PostPosted: Wed Aug 07, 2019 6:23 am
by NewsReporter
VOA - Vietnam News


HAMPTON, VIRGINIA - There are a few stories that you don’t set aside easily, that you play in your head again and again. Something jumps out from the story; sometimes it's a character, sometimes a tone or facial expression and sometimes simply the look in a person’s eyes.


Before working on this story, I had no idea that 9- and 10-year-old children think so deeply about race relations, or that they absorb so much of the political discourse that surrounds them in media and elsewhere.


It was a great learning experience, but a troubling one.

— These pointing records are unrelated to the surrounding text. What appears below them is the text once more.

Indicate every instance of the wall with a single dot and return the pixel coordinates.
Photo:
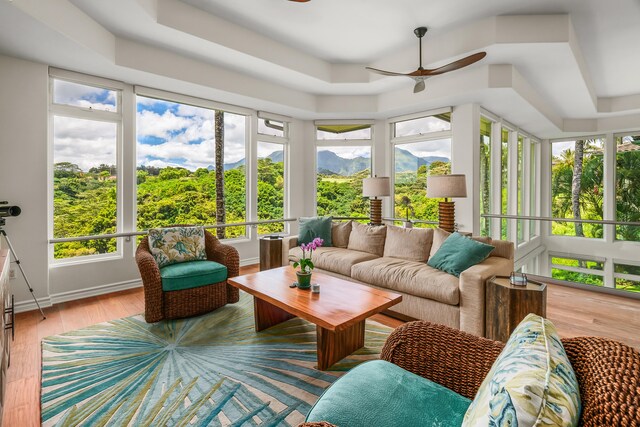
(23, 168)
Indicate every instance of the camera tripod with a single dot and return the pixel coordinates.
(17, 261)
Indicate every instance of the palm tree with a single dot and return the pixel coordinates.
(220, 208)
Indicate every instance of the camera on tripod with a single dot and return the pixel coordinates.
(6, 210)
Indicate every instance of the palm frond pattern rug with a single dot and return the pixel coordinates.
(212, 370)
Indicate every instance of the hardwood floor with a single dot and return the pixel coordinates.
(574, 312)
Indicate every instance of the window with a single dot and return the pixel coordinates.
(485, 175)
(577, 186)
(413, 162)
(504, 173)
(578, 270)
(86, 124)
(627, 188)
(422, 146)
(340, 171)
(271, 185)
(176, 166)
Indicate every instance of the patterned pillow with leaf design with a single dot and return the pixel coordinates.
(177, 244)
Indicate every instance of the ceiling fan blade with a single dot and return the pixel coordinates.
(455, 65)
(386, 73)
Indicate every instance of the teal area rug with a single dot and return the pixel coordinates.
(212, 370)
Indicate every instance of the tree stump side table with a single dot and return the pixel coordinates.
(507, 304)
(270, 252)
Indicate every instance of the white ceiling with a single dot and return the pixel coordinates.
(564, 65)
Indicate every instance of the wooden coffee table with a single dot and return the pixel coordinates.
(339, 311)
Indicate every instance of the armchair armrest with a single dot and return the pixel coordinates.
(152, 283)
(288, 243)
(452, 358)
(472, 291)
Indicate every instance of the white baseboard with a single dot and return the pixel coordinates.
(48, 301)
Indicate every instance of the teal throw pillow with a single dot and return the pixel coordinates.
(458, 253)
(312, 227)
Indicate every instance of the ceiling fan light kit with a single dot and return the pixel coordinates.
(421, 74)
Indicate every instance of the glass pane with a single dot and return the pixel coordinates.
(576, 270)
(422, 125)
(270, 127)
(344, 132)
(413, 162)
(340, 171)
(270, 186)
(504, 157)
(576, 186)
(532, 191)
(520, 183)
(79, 95)
(627, 188)
(176, 166)
(84, 184)
(485, 175)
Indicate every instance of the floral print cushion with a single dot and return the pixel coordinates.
(177, 244)
(531, 383)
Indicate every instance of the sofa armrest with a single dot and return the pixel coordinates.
(447, 356)
(472, 291)
(288, 243)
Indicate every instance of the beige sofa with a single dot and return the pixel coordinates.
(394, 258)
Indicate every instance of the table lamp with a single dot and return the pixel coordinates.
(446, 186)
(373, 188)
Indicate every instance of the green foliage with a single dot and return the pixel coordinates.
(85, 202)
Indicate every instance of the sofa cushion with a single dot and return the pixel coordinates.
(367, 238)
(410, 277)
(340, 232)
(337, 260)
(187, 275)
(458, 253)
(412, 244)
(530, 383)
(312, 227)
(172, 245)
(362, 398)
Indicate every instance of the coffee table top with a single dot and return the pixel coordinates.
(339, 305)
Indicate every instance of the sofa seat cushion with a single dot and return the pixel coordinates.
(379, 393)
(187, 275)
(337, 260)
(409, 277)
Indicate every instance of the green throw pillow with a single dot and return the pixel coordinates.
(316, 226)
(458, 253)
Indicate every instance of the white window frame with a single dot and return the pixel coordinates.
(71, 111)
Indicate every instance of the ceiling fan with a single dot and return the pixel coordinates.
(421, 74)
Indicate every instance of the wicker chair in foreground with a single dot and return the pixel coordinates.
(159, 304)
(608, 372)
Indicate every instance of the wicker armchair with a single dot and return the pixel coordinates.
(608, 372)
(159, 305)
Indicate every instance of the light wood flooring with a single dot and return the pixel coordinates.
(574, 312)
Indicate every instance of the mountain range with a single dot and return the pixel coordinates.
(329, 163)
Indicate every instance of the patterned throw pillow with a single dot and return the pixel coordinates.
(530, 384)
(177, 244)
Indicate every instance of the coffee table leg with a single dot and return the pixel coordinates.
(336, 345)
(266, 315)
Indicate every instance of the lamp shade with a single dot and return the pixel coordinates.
(446, 186)
(376, 187)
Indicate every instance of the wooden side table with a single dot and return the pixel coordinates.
(270, 252)
(507, 304)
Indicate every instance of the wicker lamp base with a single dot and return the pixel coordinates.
(446, 216)
(375, 215)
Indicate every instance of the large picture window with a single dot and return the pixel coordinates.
(176, 166)
(577, 186)
(86, 127)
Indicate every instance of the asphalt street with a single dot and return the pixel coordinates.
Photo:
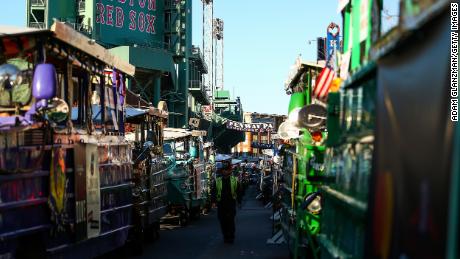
(202, 238)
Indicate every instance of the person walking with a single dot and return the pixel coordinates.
(225, 194)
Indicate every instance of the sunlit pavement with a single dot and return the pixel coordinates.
(202, 238)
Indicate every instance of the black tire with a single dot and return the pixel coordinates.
(184, 218)
(135, 246)
(149, 233)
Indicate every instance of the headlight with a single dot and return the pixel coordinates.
(312, 203)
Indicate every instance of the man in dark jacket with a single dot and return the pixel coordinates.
(225, 194)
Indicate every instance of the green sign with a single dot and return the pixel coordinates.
(128, 22)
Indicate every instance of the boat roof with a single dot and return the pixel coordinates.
(9, 30)
(135, 114)
(298, 70)
(176, 133)
(79, 41)
(223, 157)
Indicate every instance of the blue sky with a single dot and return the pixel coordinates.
(262, 40)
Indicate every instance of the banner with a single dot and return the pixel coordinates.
(332, 39)
(262, 145)
(251, 127)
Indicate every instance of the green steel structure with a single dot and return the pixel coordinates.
(390, 156)
(226, 108)
(154, 36)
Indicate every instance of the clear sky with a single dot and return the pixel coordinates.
(262, 41)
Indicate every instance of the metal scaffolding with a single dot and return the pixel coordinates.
(219, 53)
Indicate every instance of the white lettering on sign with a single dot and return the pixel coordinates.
(143, 21)
(364, 21)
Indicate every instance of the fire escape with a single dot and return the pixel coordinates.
(36, 17)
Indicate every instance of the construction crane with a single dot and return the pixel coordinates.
(219, 53)
(208, 46)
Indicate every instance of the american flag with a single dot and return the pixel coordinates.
(324, 80)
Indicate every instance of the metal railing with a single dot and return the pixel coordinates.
(196, 84)
(151, 45)
(81, 5)
(37, 2)
(37, 25)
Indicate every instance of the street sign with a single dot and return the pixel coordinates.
(126, 22)
(332, 39)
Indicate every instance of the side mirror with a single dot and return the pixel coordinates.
(44, 82)
(148, 145)
(312, 203)
(57, 111)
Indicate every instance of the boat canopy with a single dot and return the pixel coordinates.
(175, 133)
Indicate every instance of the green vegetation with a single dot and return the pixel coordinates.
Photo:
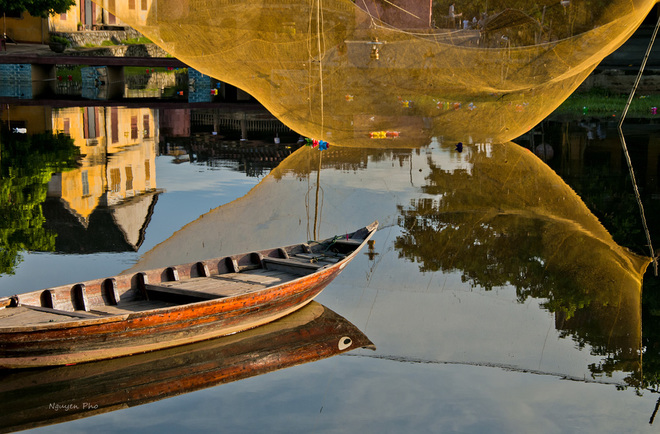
(37, 8)
(600, 102)
(28, 161)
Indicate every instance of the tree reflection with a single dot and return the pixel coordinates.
(26, 165)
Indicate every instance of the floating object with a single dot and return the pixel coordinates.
(383, 134)
(168, 307)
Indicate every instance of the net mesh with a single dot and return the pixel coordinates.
(359, 73)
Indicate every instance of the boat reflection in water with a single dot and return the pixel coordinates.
(491, 218)
(33, 398)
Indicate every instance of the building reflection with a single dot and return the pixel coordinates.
(103, 205)
(106, 202)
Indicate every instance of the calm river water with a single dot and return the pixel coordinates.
(502, 294)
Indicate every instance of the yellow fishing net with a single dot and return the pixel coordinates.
(365, 72)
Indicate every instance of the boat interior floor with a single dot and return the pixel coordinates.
(159, 295)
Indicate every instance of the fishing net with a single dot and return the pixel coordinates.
(372, 71)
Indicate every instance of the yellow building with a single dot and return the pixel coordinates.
(118, 146)
(84, 15)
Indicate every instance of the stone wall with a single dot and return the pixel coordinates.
(133, 50)
(97, 37)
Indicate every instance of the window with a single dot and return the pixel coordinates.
(129, 178)
(115, 180)
(85, 183)
(133, 127)
(145, 126)
(13, 14)
(114, 125)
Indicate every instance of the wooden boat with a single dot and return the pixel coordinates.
(44, 396)
(166, 307)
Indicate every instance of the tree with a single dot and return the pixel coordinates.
(37, 8)
(25, 169)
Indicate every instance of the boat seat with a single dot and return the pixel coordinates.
(290, 265)
(172, 289)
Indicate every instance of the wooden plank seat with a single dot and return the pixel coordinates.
(220, 285)
(312, 258)
(291, 265)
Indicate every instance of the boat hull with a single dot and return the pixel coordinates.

Watch Deepak's report from Hampton, Virginia

The question that has bothered me since I did this story is: Who is going to provide answers to the difficult questions these kids are living with? Who will guide them as they try to make sense of the world around them, especially at time when race-related rhetoric and violence is on the rise and children have access to information as never before, sometimes in very raw forms?


I have an uneasy feeling that we are leaving a great many kids in the dark. They are wrestling with these issues and trying to find meaning in them without having the knowledge, experience or sounding boards to do so.

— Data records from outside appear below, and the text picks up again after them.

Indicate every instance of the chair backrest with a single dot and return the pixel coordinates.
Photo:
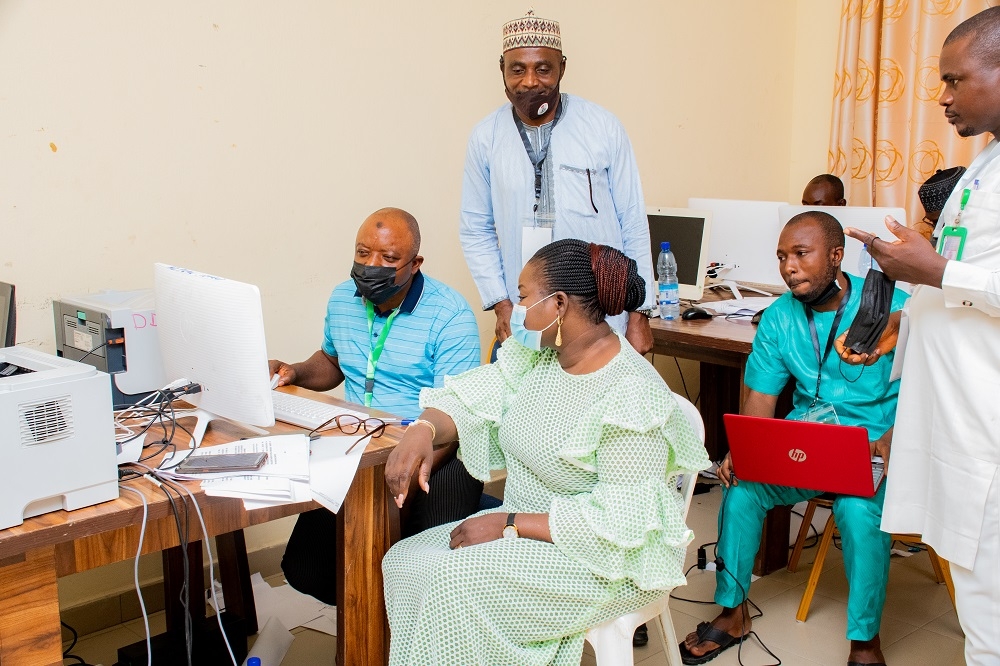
(698, 424)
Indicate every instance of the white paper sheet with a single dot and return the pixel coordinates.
(331, 472)
(285, 603)
(272, 643)
(287, 456)
(747, 306)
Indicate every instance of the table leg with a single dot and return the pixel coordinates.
(29, 610)
(174, 576)
(363, 537)
(234, 571)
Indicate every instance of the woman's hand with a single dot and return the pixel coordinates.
(413, 455)
(478, 529)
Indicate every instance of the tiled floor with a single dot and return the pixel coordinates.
(919, 625)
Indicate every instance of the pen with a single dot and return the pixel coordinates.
(401, 422)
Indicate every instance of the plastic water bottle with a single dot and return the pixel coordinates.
(666, 283)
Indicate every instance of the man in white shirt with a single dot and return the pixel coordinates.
(943, 477)
(544, 167)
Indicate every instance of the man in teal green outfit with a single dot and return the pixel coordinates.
(794, 340)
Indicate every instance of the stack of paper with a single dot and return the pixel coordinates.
(296, 470)
(740, 306)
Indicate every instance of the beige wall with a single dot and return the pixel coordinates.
(249, 139)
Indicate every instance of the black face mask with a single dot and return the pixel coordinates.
(376, 283)
(831, 290)
(534, 104)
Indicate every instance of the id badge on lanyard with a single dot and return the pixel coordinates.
(375, 349)
(819, 410)
(951, 243)
(534, 235)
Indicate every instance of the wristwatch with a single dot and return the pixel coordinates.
(510, 531)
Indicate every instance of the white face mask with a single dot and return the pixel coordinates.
(527, 337)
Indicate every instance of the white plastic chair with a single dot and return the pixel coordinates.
(612, 641)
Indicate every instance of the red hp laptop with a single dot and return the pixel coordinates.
(815, 456)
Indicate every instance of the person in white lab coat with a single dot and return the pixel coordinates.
(943, 477)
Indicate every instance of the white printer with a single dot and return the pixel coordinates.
(57, 438)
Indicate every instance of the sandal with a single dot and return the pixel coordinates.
(706, 632)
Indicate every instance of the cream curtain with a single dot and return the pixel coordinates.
(889, 133)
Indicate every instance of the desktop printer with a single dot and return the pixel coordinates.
(114, 331)
(56, 434)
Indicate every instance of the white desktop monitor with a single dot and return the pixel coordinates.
(688, 231)
(211, 332)
(744, 240)
(860, 217)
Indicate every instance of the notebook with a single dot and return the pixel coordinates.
(815, 456)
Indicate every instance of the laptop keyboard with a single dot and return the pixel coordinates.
(306, 413)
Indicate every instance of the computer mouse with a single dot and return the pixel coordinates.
(696, 313)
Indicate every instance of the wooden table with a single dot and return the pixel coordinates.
(33, 555)
(722, 346)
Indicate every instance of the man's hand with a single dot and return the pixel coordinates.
(881, 447)
(886, 343)
(502, 310)
(479, 529)
(413, 455)
(726, 472)
(638, 333)
(286, 373)
(909, 259)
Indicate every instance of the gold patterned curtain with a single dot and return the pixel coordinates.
(889, 133)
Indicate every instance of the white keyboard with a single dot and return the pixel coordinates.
(306, 413)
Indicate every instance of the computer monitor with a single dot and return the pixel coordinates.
(860, 217)
(8, 315)
(688, 231)
(744, 240)
(211, 332)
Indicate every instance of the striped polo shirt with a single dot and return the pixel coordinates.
(434, 335)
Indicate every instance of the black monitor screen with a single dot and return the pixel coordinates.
(685, 235)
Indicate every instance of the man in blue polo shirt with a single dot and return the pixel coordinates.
(390, 331)
(795, 340)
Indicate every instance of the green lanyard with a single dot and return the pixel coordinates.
(375, 350)
(951, 243)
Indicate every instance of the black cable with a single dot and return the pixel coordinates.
(683, 383)
(182, 536)
(807, 546)
(68, 652)
(720, 565)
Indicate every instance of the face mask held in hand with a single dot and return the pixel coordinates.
(527, 337)
(873, 313)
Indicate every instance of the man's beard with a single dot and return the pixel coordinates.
(819, 295)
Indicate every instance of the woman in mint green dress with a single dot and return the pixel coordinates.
(592, 441)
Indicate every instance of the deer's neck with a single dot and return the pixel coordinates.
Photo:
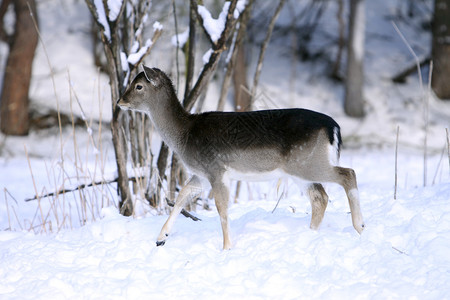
(171, 120)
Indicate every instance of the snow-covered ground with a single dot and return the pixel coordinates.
(404, 252)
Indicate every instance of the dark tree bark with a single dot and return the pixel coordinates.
(14, 98)
(354, 97)
(441, 49)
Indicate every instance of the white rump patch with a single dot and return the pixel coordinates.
(333, 149)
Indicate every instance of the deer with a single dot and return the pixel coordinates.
(217, 146)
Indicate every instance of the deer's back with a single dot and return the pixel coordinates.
(257, 140)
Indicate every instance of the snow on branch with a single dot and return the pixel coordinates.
(137, 56)
(102, 19)
(215, 27)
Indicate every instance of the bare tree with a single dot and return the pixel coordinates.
(354, 83)
(441, 49)
(14, 98)
(122, 37)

The more bothersome part is that adults are largely unaware that light needs to be shed on these matters. Most of the time, school curricula don’t even come close to preparing kids for what is happening in their world.


As a side note - this assignment came to me out of the blue. I had returned from a reporting trip the night before and, as I was unpacking my gear, I was asked to drive the next morning around 370 km to Hampton, Virginia for the story. I am glad I said yes. It was an experience that I will remember for a long time to come.